Em face da crise econômica, que só agora começa a ceder, da interminável escalada da violência e de certo pessimismo, o Prêmio Veja-se, em sua primeira edição, tornou-se uma lufada de ar fresco ao evidenciar um dado promissor: há inúmeros brasileiros empenhados em construir um país melhor nos quais vale a pena se espelhar.
O evento — patrocinado por Vivara, Petrobras e Água Ama — foi apresentado pela atriz e escritora Fernanda Torres, encerrado com duas canções interpretadas por Claudia Leitte e reuniu três indicados em cada uma das seis categorias. Os vencedores foram escolhidos pelo voto popular, no site de VEJA, e por um corpo de jurados formado por Lilia Schwarcz (historiadora e escritora), Milú Villela (presidente do MAM de São Paulo), Artur Avila (matemático), Marcelo Gleiser (físico e escritor), David Uip (infectologista), Regina Ermírio de Moraes (presidente do Projeto Velho Amigo), Nizan Guanaes (publicitário), Claudia Costin (especialista em educação), Zica de Assis (empresária) e Lillian Witte Fibe (jornalista e colunista de VEJA).

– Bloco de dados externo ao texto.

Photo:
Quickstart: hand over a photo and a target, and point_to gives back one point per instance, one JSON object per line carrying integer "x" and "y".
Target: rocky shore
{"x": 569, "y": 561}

Entre os seis vencedores, há um homem e cinco mulheres. São eles: Flávia Rezek (Educação), Roberto Nogueira (Inovação), Priscila Miranda (Saúde), Maitê Lourenço (Diversidade), Joice Toyota (Políticas Públicas) e Sylvia Guimarães (Cultura). Os vídeos de todos os dezoito indicados podem ser vistos no site de VEJA. Em seu discurso de agradecimento, o empresário Roberto Nogueira resumiu a essência do prêmio com a seguinte frase: “Tem muita gente que tem vontade de fazer alguma coisa e precisa apenas de um empurrão, um estalo”. Ao selecionar, divulgar, avaliar e celebrar projetos transformadores, o Prêmio Veja-se busca provocar exatamente esse estalo que faltava para que outros cidadãos se juntem ao esforço de construir um país mais justo.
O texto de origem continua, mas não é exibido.